Playlist vibe: Koreatown After Dark
The D Line ends in Koreatown, which has one of the best nightlife scenes in the city. Korean R&B and hip-hop — specifically the LA Korean-American scene — belongs on this ride.
🟠 E Line (Expo) — DTLA to Santa Monica
The E Line is the most scenic Metro rail line in LA. It starts underground in DTLA, rises into the light through Exposition Park and USC, arcs through Culver City, and ends at the beach. It feels like the city exhaling.
Podcast: Revisionist History (Malcolm Gladwell)
The E Line is a thoughtful commute. It's long enough for a full Gladwell episode, and the slow drift from downtown density to Westside light matches his rhythms well.
Playlist vibe: West Coast Warmth
Breezy, unhurried, warm. The E Line is the soundtrack for going to the beach on a Tuesday because you can. Khruangbin's Con Todo El Mundo starts when the train comes above ground at Figueroa. That's a rule.
🌕 G Line (Orange) — Chatsworth to North Hollywood
The G Line is the Valley's dedicated busway — a bus rapid transit line running in its own lane from Chatsworth to North Hollywood, where it connects to the B Line subway. It's the backbone of Valley transit and it moves fast.

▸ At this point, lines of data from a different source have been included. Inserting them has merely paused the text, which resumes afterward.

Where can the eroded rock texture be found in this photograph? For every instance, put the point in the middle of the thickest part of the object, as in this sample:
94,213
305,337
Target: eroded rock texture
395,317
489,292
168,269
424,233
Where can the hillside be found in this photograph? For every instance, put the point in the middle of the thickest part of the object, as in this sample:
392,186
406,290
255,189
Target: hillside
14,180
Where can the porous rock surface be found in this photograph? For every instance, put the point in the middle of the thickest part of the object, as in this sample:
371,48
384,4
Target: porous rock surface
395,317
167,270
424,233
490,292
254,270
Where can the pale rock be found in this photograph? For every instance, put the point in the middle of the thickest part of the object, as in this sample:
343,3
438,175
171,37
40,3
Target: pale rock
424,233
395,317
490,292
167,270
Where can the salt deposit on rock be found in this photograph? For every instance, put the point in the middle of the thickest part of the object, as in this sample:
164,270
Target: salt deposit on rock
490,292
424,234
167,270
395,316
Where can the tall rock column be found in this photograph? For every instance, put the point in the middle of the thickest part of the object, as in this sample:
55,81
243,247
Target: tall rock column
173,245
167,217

Podcast: Armchair Expert (Dax Shepard)
Dax Shepard lives in the Valley. The G Line goes through the Valley. This is not a coincidence, it's a vibe alignment. Long episodes for a long ride.
Playlist vibe: Valley Classic Rock
The San Fernando Valley gave the world Van Halen, Linda Ronstadt, and the sound of FM radio. The G Line playlist should feel like a vintage convertible on Ventura Blvd at 4pm on a Friday.
🩵 K Line (Crenshaw) — Expo/Crenshaw to LAX
The K Line is new, historically significant, and runs through Inglewood and the Crenshaw corridor — neighborhoods with deep musical roots. The line took a long time to build and its opening meant something real to the communities it serves.
Podcast: Code Switch (NPR)
Code Switch covers the conversations that matter most along this corridor — honestly, thoughtfully, and without condescension. The K Line runs through communities that deserve that level of attention.
Playlist vibe: Crenshaw and Inglewood
This is the only correct answer. The K Line runs through Nipsey Hussle's neighborhood. Blxst is from Inglewood. This playlist writes itself and you should let it.
The universal rule: Whatever you're listening to, download it before you get on the train. Metro WiFi is inconsistent and cellular service goes away underground entirely. Both major music and podcast apps let you download content for offline listening. Do this at home.